Analysis of antigen specific T cells in response to immune therapies in MS and T1D

In identical twins, one of whom has type 1 diabetes and the other who doesn’t, for example, both may have immune cells that are activated for beta cell molecules, but the immune cells in the unaffected sibling do not cause disease. Why? Dr. Herold will study the immune cells that have been activated for target-organ molecules, in type 1 diabetes and multiple sclerosis, to identify features that account for their ability to cause autoimmunity. In addition, anti-CD20 antibodies—against specific types of immune cells called B cells—have been used to treat both diseases, but the ways in which they change immune cells called T cells is not known. Dr. Herold will study how successful immune therapy changes these cells. He anticipates that it will lead to the identification of markers that can be used to track the diseases’ development, as well as suggesting combination therapies that may be used to extend the effectiveness of immune therapy.

It has been known for some time that Type 1 diabetes (T1D) and Multiple sclerosis (MS) are due to immune cell destruction of target organs but there is relatively little understood about the effector cells that are responsible for the pathologies. Moreover, the ways in which successful immune therapies modulate these cells have not been identified. A curious observation concerns the efficacy of anti-CD20 antibodies since they deplete B lymphocytes but the important effector cells are thought to be T lymphocytes. In this proposal we plan to analyze, in parallel, the transcriptome of antigen specific T cells from patients with T1D and MS using single cell platforms. Our selection of patients for study offer a unique opportunity to compare responses to disease relevant (e.g. beta cell autoantigens in T1D patients) and irrelevant (e.g. myelin autoantigens in T1D patients and vice versa) Class I MHC peptides as well as to common (viral) antigens to which robust responses are known to occur. We will also have the opportunity to compare responses in the CSF to the peripheral blood in patients with MS. This will provide insight into potential differences between tissue and peripheral antigen specific T cells which will be valuable for analysis of cells for both diseases. Finally, we will test the effects of anti-CD20 mAb on the antigen specific CD8+ T cells in both diseases comparing the responses of the antigen specific CD8+ T cells.
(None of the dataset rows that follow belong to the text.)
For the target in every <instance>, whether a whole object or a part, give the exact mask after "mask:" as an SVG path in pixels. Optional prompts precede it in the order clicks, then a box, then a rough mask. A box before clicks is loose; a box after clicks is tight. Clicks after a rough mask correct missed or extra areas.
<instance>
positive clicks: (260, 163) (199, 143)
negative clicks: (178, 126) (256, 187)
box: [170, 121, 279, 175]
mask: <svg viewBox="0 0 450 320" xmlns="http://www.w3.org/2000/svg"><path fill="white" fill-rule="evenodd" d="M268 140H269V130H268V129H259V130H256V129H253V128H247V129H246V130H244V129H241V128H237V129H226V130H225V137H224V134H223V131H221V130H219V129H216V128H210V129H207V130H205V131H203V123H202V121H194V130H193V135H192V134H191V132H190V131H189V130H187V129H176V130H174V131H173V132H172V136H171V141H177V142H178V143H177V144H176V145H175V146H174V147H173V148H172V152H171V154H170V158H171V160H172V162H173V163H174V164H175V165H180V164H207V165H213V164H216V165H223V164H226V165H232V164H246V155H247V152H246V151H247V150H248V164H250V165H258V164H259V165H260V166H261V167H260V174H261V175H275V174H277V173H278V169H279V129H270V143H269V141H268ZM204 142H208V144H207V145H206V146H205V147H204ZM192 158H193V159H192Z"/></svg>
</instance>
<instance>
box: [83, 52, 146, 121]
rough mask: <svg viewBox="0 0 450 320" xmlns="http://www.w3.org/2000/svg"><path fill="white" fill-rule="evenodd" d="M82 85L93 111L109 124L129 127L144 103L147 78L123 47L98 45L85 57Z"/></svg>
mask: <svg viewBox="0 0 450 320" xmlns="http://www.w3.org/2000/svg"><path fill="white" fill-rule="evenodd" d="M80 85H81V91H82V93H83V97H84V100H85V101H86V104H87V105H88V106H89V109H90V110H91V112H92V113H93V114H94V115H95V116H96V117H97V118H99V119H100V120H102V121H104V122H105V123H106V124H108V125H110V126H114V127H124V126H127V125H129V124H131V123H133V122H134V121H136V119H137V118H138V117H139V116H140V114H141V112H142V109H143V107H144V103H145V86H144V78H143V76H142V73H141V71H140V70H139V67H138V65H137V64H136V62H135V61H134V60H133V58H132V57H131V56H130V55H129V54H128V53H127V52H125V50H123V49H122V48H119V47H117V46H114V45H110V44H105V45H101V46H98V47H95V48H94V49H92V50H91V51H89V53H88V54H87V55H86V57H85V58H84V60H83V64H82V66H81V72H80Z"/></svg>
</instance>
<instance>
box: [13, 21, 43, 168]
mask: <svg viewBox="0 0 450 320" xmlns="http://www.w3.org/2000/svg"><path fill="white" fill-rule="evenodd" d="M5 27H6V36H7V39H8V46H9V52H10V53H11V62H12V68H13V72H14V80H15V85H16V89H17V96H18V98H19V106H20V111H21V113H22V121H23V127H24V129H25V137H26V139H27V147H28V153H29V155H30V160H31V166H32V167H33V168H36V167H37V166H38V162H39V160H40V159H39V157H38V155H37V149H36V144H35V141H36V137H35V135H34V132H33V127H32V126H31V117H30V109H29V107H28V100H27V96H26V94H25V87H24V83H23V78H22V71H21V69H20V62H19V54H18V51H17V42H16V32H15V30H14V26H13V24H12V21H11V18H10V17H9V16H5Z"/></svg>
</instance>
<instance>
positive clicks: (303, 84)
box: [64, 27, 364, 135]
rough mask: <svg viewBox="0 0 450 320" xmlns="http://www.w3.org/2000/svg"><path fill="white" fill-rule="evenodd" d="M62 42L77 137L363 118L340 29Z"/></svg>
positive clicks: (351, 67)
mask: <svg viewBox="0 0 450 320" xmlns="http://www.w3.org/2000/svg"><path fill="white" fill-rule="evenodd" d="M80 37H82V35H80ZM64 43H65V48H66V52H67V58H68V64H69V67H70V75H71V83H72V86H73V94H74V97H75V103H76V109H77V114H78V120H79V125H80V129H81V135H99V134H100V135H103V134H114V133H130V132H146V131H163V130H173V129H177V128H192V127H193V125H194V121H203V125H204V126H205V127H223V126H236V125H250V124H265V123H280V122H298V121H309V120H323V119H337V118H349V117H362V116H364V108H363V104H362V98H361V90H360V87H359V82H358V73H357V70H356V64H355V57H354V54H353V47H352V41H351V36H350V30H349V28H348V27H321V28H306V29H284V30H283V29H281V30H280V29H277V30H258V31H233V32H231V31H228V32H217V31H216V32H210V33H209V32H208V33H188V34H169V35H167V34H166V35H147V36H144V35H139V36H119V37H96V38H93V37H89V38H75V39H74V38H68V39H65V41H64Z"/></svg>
These studies and comparisons that can be made between the autoimmune diseases will provide valuable information for evaluating the unique and common mechanisms that account for autoimmunity, the host and tissue specific factors that lead to autoimmune diseases, and the effects of immune therapy on autoreactive T cells. We anticipate that they will lead to the identification of biomarkers that can be used to track progression of disease and determine appropriate times for treatment as well as suggesting combination therapies that may be used to extend the efficacy of immune therapy.